Summary
According to common wisdom, the best code is developed in-house. I am beginning to believe this is only true when the code must be tightly coupled, or there are realistic security concerns. These scenarios are less common than managers like to believe.
For run-of-the-mill development projects, outsourcing might have advantages above-and-beyond cost savings. If your code effort can be outsourced, you should try it. Not only will it be cheaper, but the final code will be easier to maintain.
Background
KSplice recently wrote about the best way to manage interns. The takehome point is: “Divide tasks to be as loosely-coupled as possible.”
Recently, a commentator on thefunded.com asked:
I’ve been working on a deal in which a larger software company would give me a platform they developed so we can build a business around it. The larger company has given up on it.
The key developer of the platform was to be included in the deal. But he’s apparently disgruntled and, literally, has gone postal. (There are serious issues; getting him back isn’t really an option now.)
So we have a platform, without documentation, and without the guy who built it. But it has been launched in public applications and is perfectly functional. Basically we would just be reskinning it and adding in a few new features when we relaunch under the new business.
My advice? Try outsourcing.
Try outsourcing
Here was my advice to this person:
Your goal is to improve the maintainability of your code, so that you can easily find new developers to jump in on your project. Your goal is also to have the code at a point that you are no longer beholden to any developers, and you can easily fire a developer without feeling like you are locked in to them.
My advice is that you find a good project manager to document the code and, more importantly, refactor the codebase to make the components more loosely coupled. This project manager should break the code into pieces and delegate to a handful of independent remote subcontractors who don’t communicate with each other. If independent remote workers can refactor and clean up the code, without communicating with each other, then it means the final code will be easy to maintain. It then follows that an in-house development team should be able to easily jump into the codebase. Or, you could outsource further improvments. Your choice.
Consider that the approach of independent remote developers with little communication is the same approach taken by many open-source projects.
If the project is hard to break into pieces, this is why you need a good project manager. He or she will understand the overall architecture, and see along what lines it is best to create division of responsibilities in the code.
You could choose a single tightly-knit dev team who are in constant communication, but the risk is that they will understand aspects of the code that they don’t document, and that there will be communal wisdom passed around by oral communication. In this case, you are bound to these developers.

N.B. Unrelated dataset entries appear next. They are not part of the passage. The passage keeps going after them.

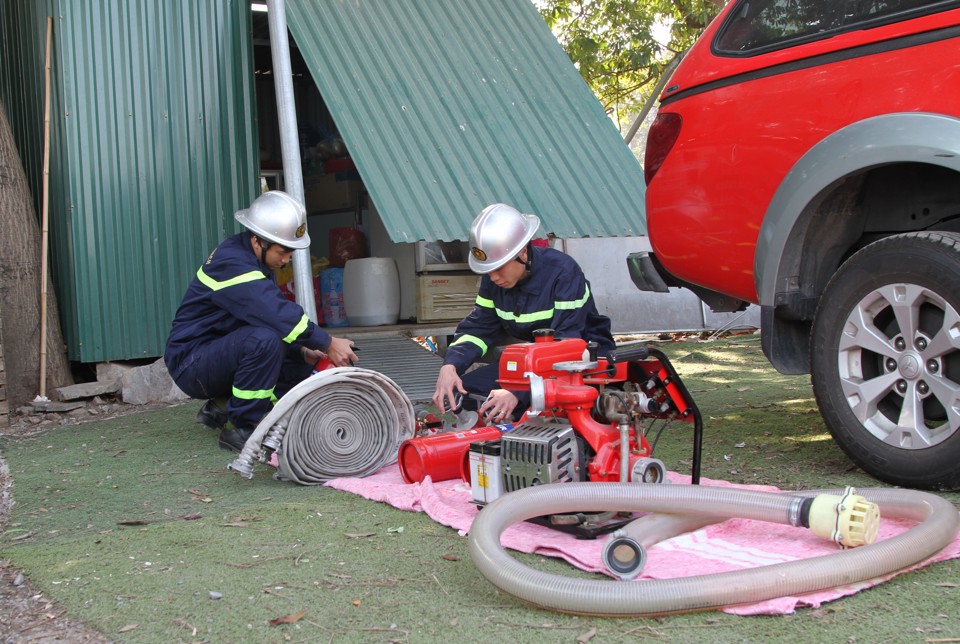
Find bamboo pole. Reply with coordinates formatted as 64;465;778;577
40;16;53;400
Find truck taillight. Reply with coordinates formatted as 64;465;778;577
643;112;683;186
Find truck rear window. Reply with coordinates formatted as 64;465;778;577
713;0;960;56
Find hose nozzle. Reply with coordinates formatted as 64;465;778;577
808;486;880;548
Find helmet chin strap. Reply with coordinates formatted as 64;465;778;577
257;237;273;266
513;243;533;273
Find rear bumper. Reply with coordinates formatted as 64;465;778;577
627;251;750;313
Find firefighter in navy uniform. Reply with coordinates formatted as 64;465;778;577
163;191;357;451
433;204;615;423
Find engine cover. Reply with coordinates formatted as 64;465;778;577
500;417;583;492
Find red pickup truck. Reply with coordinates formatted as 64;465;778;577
628;0;960;489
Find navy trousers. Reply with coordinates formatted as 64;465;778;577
174;326;313;429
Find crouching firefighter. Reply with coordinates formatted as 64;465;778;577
163;191;357;452
433;203;615;424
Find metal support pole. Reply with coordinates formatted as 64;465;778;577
267;0;317;324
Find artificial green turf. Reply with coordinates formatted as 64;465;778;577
0;336;960;643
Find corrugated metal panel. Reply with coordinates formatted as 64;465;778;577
1;0;258;362
351;334;443;403
285;0;646;242
0;0;51;236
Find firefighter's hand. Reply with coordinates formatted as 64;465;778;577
300;347;323;364
433;364;467;414
479;389;520;424
327;338;360;367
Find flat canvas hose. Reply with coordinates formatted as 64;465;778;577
229;367;416;485
470;483;960;617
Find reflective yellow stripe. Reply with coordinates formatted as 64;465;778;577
283;313;310;344
492;286;590;324
233;387;277;404
497;309;553;324
197;266;266;291
553;286;590;311
450;335;487;355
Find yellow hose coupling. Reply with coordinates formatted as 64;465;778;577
809;486;880;548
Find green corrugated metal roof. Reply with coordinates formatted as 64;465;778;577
0;0;259;362
285;0;646;242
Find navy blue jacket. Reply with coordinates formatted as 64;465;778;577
164;232;330;378
444;246;615;374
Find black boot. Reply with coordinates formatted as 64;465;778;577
197;398;227;430
219;426;253;452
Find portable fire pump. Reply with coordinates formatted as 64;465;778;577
398;330;703;538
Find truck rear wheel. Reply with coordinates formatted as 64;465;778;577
811;232;960;490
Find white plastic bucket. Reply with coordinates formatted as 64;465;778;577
343;257;400;326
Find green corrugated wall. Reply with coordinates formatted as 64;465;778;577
0;0;258;362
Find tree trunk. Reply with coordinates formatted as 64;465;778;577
0;103;73;411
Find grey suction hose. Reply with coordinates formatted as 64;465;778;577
469;483;960;616
600;514;727;581
228;367;416;485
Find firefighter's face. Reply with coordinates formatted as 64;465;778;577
489;248;527;288
254;239;293;271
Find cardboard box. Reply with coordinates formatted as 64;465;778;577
417;273;480;322
303;174;363;212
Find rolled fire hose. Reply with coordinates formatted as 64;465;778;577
469;483;960;617
228;367;416;485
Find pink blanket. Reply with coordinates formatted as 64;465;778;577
326;464;960;615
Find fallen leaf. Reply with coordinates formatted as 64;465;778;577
270;610;307;626
577;628;597;642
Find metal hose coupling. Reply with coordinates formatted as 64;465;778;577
800;486;880;548
228;367;416;485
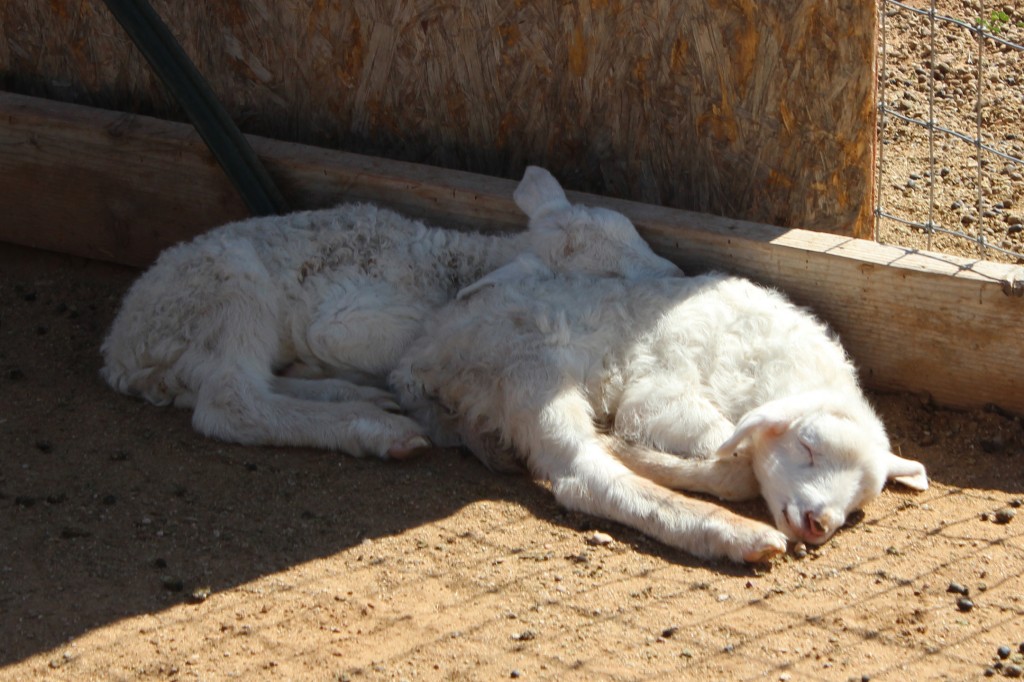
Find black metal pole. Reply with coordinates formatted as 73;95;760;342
103;0;288;215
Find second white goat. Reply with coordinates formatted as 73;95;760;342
391;257;928;561
102;167;679;457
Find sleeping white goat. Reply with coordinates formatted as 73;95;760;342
391;257;928;561
102;167;679;458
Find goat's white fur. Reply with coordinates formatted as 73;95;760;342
391;256;928;561
102;167;679;457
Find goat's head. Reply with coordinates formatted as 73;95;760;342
512;166;682;280
718;391;928;545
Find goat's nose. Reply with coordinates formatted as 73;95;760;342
804;512;828;540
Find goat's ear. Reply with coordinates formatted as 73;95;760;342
512;166;570;220
716;409;792;457
455;253;552;301
884;453;928;491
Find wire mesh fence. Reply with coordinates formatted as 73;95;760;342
874;0;1024;262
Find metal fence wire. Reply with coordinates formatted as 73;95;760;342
874;0;1024;262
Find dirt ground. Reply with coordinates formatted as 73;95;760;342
0;236;1024;681
878;0;1024;263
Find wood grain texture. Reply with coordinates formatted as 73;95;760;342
0;94;1024;414
0;0;876;237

What you want is everything written down and easy to pick up by the next guy. So you should force that to be the case in your refactoring process.
Although it might take independent remote developers more time to refactor the code-base than a single tightly-knit development team, if you go with the independent remote coders then the final product will be easier to maintain in the long run. And even though the independent remote coders will incur two or three times as many billable hours as the tightly knit team, if you use foreign programmers then their hourly rate is four to five times less than domestic programmers. So I think it’s a win in terms of cost and final results.
Even though I am a hardcore developer myself, I have recently been dabbling in subcontracting to independent developers in Eastern Europe, and have been amazed with the results. It allows me to develop much faster, and it makes my code easier to maintain, because it is impossible to subcontract work unless your code has good separation of concerns and is loosely coupled. I now have built some good relationships with sharp coders who I trust to understand my directions and deliver clean code on time.
I sense that I am going to get push back on this by defensive domestic coders, because it goes against the common wisdom, but I think it is an option worth considering.
Would you share your experiences, positive and negative, with outsourcing?